According to Vaginismus.com, two women in 1000 experience vaginismus, however that number could be higher. Many times, women don’t seek help or are given an incorrect diagnosis.
Vaginismus affects a woman’s ability to engage in vaginal penetration. Vaginismus causes pain with sexual intercourse, pain with penetration, pain with inserting a tampon and pain during gynecological exams. This pain is the result of an involuntary vaginal muscle spasm, which makes any kind of vaginal penetration painful or impossible. The spasm happens on its own, and the severity of the pain varies from woman to woman (source).
Vaginismus is caused by spasming or tightness in the pelvic floor muscles. The pelvic floor is a group of muscles that connects from the pubic bone to the tailbone. These muscles can become tight or overworked just like any other muscle in your body.
This is comparable to developing headaches because they constantly were stressed out and holding their shoulders in a tightened position toward their neck. This would eventually lead them to develop tension headaches.
Pelvic floor awareness, pelvic pain issues and our understanding of the pelvic floor muscles is still in its infancy. Because of this, vaginismus terminology encompasses a lot of things. Saying someone has vaginismus is is like saying someone has low back spasming. That spasming could have countless causes.
Every part of your body is interconnected. If you’ve been diagnosed with vaginismus, the alignment on the outside of your body could be affecting your pelvic floor.
If you have alignment changes outside of your pelvic floor and those muscles are tense, they can pull on the muscles on the inside (think tug-of-war from the inside to the outside). Alternatively, the pelvic floor can hold tension due to imbalances on the outside of the body. Either way, that tension could be causing or contributing to the muscle spasms that cause vaginismus.

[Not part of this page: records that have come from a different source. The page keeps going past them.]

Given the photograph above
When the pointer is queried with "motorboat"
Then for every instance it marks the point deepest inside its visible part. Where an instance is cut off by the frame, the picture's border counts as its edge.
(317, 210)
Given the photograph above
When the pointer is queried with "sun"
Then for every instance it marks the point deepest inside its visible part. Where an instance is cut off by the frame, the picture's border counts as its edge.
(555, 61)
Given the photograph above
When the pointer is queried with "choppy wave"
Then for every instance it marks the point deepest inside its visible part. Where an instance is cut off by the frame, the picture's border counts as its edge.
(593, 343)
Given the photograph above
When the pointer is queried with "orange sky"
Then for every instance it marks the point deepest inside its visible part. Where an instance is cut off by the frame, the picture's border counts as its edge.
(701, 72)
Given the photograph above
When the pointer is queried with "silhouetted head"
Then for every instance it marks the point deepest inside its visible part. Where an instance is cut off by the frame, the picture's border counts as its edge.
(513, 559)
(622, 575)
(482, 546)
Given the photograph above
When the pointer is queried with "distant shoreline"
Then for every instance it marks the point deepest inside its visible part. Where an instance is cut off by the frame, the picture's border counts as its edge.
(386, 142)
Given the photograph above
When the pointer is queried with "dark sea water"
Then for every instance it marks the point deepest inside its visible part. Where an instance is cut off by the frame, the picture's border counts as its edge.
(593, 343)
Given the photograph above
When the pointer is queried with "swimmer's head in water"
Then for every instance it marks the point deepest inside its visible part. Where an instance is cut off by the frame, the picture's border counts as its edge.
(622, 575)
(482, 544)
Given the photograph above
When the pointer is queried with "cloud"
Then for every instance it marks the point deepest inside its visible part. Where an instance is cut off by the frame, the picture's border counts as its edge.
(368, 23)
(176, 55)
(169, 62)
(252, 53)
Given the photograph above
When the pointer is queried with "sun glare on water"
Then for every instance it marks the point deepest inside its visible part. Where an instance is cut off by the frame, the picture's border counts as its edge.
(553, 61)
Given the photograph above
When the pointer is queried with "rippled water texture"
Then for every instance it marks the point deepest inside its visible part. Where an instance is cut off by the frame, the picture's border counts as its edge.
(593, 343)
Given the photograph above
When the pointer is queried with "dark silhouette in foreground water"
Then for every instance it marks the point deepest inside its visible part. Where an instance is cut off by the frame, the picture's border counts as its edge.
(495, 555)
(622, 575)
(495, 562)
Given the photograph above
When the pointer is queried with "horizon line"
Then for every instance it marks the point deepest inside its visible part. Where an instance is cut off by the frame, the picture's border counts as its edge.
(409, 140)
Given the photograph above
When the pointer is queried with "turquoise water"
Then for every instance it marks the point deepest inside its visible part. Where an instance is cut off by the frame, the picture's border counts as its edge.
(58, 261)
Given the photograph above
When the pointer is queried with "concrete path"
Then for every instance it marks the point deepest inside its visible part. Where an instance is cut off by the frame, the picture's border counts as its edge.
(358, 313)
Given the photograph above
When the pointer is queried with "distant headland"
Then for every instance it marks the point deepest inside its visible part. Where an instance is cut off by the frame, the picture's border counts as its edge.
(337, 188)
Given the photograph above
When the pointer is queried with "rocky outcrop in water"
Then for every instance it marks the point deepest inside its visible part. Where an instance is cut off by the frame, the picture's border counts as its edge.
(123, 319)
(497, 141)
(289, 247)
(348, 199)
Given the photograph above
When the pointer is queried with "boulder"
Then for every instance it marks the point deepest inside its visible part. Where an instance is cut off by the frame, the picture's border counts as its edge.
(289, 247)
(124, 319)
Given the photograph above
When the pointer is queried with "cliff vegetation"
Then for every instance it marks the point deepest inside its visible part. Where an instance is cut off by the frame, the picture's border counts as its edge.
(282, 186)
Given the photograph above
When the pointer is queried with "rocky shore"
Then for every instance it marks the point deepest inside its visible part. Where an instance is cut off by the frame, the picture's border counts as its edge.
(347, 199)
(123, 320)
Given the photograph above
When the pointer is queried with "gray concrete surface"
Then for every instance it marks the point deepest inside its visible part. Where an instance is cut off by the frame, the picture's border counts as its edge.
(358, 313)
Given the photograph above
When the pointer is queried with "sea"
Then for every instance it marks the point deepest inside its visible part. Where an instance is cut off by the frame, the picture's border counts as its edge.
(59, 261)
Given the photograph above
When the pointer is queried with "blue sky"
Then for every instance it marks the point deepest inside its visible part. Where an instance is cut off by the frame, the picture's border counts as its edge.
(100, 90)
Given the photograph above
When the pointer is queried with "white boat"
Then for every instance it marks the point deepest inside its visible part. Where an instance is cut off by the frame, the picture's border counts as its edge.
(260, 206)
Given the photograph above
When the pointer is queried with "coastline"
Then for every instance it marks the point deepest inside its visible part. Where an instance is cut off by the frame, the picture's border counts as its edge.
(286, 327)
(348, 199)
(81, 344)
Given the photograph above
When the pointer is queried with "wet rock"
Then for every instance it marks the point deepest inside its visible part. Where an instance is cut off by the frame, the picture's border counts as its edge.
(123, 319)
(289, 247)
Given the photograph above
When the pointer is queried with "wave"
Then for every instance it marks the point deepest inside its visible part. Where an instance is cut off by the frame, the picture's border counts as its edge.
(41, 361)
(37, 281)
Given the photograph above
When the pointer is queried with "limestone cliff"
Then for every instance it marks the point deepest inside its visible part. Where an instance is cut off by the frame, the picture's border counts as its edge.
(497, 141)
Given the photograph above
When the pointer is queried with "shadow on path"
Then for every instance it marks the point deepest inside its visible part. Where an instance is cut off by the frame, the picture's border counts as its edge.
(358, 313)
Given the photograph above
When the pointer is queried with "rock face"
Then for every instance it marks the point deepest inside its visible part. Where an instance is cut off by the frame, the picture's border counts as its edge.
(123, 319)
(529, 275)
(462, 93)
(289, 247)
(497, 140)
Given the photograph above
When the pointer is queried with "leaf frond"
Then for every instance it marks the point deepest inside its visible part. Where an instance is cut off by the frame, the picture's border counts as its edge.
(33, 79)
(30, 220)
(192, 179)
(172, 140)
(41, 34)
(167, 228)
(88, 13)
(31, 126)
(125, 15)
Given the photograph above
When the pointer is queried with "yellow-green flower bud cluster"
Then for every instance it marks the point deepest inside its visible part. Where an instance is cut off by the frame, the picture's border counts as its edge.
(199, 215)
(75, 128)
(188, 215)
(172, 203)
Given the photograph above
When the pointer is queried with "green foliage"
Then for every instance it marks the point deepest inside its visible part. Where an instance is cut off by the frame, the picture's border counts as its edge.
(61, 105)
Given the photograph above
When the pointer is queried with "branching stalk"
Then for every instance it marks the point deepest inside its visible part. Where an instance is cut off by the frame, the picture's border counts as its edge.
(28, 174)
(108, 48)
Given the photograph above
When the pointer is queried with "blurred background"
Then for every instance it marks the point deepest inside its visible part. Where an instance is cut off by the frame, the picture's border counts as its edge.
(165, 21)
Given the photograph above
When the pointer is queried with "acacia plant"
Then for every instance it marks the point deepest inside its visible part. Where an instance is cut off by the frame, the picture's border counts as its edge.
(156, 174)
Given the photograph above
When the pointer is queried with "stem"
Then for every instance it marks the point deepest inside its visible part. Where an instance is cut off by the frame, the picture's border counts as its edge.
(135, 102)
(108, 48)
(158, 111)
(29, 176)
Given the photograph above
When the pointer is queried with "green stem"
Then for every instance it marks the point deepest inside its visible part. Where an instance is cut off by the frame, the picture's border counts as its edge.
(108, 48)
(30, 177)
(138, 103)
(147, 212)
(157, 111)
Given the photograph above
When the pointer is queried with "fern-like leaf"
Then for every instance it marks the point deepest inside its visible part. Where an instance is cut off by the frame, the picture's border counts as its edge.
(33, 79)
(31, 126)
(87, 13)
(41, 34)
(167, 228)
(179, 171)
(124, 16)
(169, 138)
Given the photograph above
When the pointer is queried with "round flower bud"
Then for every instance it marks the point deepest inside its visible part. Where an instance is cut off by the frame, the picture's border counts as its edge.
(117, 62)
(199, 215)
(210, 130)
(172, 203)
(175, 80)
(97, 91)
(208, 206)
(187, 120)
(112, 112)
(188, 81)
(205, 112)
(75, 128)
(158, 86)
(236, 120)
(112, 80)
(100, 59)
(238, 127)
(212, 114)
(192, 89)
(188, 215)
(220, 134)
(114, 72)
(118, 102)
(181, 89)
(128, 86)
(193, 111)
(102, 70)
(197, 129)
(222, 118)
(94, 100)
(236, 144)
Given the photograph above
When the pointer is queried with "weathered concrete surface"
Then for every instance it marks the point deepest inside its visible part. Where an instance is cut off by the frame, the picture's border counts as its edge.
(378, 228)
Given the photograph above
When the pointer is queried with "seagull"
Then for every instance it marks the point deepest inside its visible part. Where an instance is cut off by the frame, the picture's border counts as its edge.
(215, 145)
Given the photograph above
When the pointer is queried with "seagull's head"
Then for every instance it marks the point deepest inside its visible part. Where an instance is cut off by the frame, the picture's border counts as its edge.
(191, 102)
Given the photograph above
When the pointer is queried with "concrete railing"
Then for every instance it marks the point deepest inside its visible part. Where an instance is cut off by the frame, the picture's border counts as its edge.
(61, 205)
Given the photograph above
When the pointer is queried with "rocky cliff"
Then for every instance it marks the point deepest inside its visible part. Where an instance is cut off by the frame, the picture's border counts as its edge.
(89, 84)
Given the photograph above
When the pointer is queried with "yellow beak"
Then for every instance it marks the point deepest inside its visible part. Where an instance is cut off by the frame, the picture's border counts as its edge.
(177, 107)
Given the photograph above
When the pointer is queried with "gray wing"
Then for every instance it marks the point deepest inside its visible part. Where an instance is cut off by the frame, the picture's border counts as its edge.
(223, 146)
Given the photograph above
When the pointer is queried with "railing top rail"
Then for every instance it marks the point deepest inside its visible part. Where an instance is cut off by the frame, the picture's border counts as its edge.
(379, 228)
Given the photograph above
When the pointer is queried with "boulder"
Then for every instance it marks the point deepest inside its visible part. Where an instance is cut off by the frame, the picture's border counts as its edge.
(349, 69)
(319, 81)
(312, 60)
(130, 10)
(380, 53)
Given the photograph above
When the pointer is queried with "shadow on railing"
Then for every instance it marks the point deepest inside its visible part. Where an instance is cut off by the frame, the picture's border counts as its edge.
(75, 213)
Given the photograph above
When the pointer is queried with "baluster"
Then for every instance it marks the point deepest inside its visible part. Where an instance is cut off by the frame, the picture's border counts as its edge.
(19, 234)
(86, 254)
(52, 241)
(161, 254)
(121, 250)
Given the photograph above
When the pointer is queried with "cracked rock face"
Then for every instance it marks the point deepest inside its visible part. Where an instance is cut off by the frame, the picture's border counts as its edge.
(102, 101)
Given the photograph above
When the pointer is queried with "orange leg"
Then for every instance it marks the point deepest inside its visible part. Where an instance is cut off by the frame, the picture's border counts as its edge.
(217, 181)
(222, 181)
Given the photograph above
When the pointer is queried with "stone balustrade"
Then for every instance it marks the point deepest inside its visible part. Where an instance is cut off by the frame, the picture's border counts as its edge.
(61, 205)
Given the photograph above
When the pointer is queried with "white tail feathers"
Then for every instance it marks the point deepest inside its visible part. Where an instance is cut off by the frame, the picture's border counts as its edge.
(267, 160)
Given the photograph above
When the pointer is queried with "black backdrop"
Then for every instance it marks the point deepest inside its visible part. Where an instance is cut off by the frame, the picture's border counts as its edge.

Physical therapy can help you to release the tension in your pelvic floor muscles. If your body has been out of alignment for an extended period of time, the musculature will be out of balance. Physical therapy will help you realign and balance the musculature and the joints, as well as re-educate the muscles on how to work properly. If the muscles have been impaired or compensated for an extended period of time, they will probably not function properly on their own after the tension is released.
Manual therapy to address the external muscles around the pelvis, abdomen, hip, buttocks, legs and low back. Along with improving internal pelvic floor tone and reducing trigger points. Specifically, myofascial release of the buttocks and abdomen, as well as trigger point release of specific musculature in and around the pelvic floor and external musculature of the pelvis, hip and low back.
There’s certain other treatments, like medical therapeutic yoga. In addition, incorporating specifically medical directed yoga has also helped improve alignment and release of the pelvic floor. Specific targeted breath work (diaphragmatic breathing) can also help.
Incorporating sex counseling can also help bridge the treatment and rehabilitation to then get back into functioning in an enjoyable healthy sex life.